There are Belarusian artistic communities across various European countries — larger in some places, smaller in others — but Poland remains the main hub. As for the sense of community, it exists. In my case, it’s mostly based on personal relationships. I’ve participated in several group exhibitions featuring Belarusian artists in exile, and through those shared experiences, we’ve built a quiet but meaningful network. There’s a kind of solidarity that forms when people carry the same rupture, the same longing for a place they can no longer return to.
“There’s a kind of solidarity that forms when people carry the same rupture, the same longing for a place they can no longer return to.”
The Adoration of the Mystic Goat (My Adams), 2024; 5 Minute Bedtime Stories (Fading Away), 2023; The Adoration of the Mystic Goat (My Orthodoxy), 2024; 5 Minute Bedtime Stories (Self Love), 2023.
Your work touches on the topic of cultural rituals. Are there any personal rituals or habits that you practice in your own daily life?

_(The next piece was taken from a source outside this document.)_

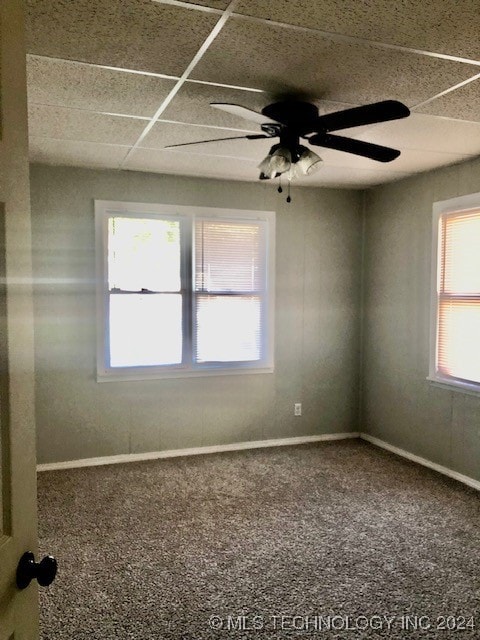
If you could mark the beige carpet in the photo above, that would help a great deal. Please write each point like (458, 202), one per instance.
(341, 539)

Long breakfasts alone, when possible. Daily walks, preferably among trees. Calls with close friends and loved ones. Meditation for ten minutes a day.
What do you hope in the art world to change in the near future? Where do you believe there is room for growth?
I don’t think in terms of grand changes or institutional revolutions. But I do hope the art world becomes more open to fragility — to what is slow, personal, and not easily categorized. There’s still pressure to be loud, polished, and aligned with trends. I’d like to see more space for work that is intimate, fractured, and rooted in lived experience — especially featuring voices that come from displacement or that were previously marginalized.
There’s also room for rethinking how care, attention, and listening function in artistic contexts — not just as themes, but as methods.
Where can we find you in the second half of 2025? Are there any upcoming projects or plans you are looking forward to?
In the second half of 2025, I’ll be in Milan, London, and New York making presentations related to the launch of my book 5-Minute Bedtime Stories. I’m also preparing a solo exhibition in September in Pisa, titled Ex Contactu. Relics of Pain, Love and Joy. The project explores the idea of relics of the female body — traces that remain after touch, love, or loss. It’s a reflection on how physical and emotional contact can leave sacred, invisible imprints.
Additionally, during the summer, my project Bitter Herbs will be exhibited in two museum institutions in Vilnius. This work focuses on the interaction between human and non-human memory in the context of Holocaust remembrance and examines how natural environments hold and process historical trauma.
Special thanks to Sensity Studio for facilitating this exchange.
Currently, Maria Gvardeitseva lives and works in London, UK.